Published online by Cambridge University Press: 18 December 2024
Abstract
Before World War II, Japanese engagements with African American people and culture were not prompted exclusively by ideology. African Americans, colored yet modern and Western, offered the Japanese people a valuable gateway to forming their modern identity that transcended both the Western-centered and Asia-centered worlds. Above all, because African American people did not internalize Washington-centric values, they had the freedom to represent the transnational values of education, morality, performing arts, and sports to Japanese people beyond the stifling confines of US–Japanese relations. It is essential to unearth the richly diverse nexus between African American and Japanese people and illuminate how African Americans fulfilled the prewar Japanese desire to relate to the broader world.
Keywords: Vocational education, Moral education, Performing arts, Sports, Booker T. Washington
What did Japan learn from African American success and experience as the nation grew as a modern empire and sought its place and identity in the world? The answer is more than ideological inspiration, such as a transpacific (anti-white) racial alliance and an anti-imperialist Marxist and socialist alliance. Their multifarious and wide-ranging influence did not follow a single plot but changed nature according to the times. It is impossible to encapsulate African American influence on modern Japan's identity formation as having a singular nature. For example, Japanese educators in the Meiji period found the Hampton–Tuskegee model useful. After the Russo-Japanese War, as Japan became an aspiring imperial nation, Booker T. Washington became exemplary for the Japanese people. By the early Showa period, the Japanese had come to appreciate Black music, art, and literature as distinctive from mainstream Western culture. In the 1930s, the Japanese enjoyed emerging global cultures introduced to Japan by African American artists, musicians, and athletes.

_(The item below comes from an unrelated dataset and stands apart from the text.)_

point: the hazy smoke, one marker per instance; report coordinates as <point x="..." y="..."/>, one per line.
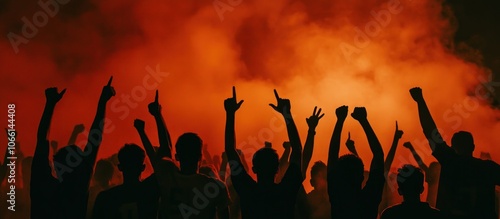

The richly diverse nexus between African American and Japanese people was made possible thanks to the convergence of the idiosyncratic factors for both groups. One was the Japanese people's dual racial identity, which ran somewhat parallel to that of African American people: they were colored yet modern. Beginning in the latter half of the 19th century, the Japanese navigated the barrier of racial differences as that between “civilized” Whites and themselves as they pursued full-scale modernization or Westernization.